Driving on, you begin to realise that they really did just hack this road (it’s the ‘new’ road and only recently opened) through the hills without a great deal of thought to what they left beside the cuttings and embankments. With my eyes open to the newfound possibilities and landslide, I could see plenty more opportunities for road blockage in the months and years to come.
Dalat was beautiful. Approaching the town we see hillsides covered in patches of greenhouses, interspersed with long stretches of pine forests. Closer in there’s a random smattering of wonderful old French colonial villas, left over from the prior century. The town itself is built centred around the appealing Xuan Huong Lake and a central market that surrounds a big fountain. True to it’s French roots, the town even sports a mini-Eiffel Tower on the hillside.
For the next few nights we’re splurging and staying at the Ana Mandara Villas. The resort is built around seventeen original French villas that have been restored and converted into suites. Needless to say the rooms and the general ambiance of the place are magnificent.

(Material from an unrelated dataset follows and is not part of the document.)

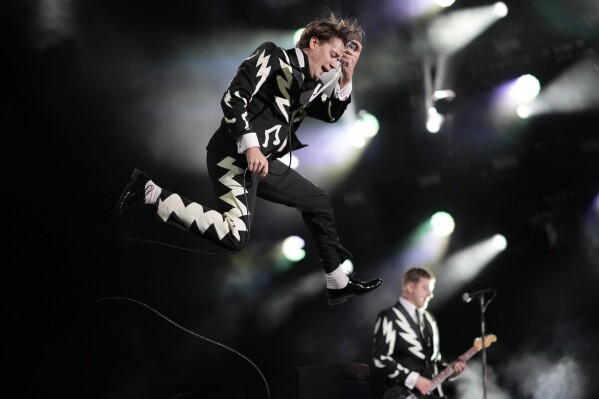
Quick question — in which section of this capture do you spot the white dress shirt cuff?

Our first lunch in town is at Long Hoa, as recommended by Frommers. The food was excellent and both the staff and fellow dinners very friendly. Over the next couple of days we’d come back here occasionally to eat or simply recharge on caffeine, and each time they remember us and welcomed us back as long time customers.
After lunch, we take a stroll through the centre of town and begin to appreciate how much this place is dedicated to horticulture. There are beautiful gardens scattered around the town, and it seems to be an ideal climate for fruit, veg and flowers. Everything seems to be incredibly vibrant and larger than life. We stop off at the tourist office to pickup the obligatory moped, an the guy behind the counter identifies the state flower on my NSW driver’s license (a Waratah) and tells me that they grow them up here, and Banksia also.
Dinner at was at Ngoc Hai, right next to the central market. The food was OK, but the menu made interesting reading. It included a ‘wild animal’ section that offered porcupine, ant eater, deer and boar.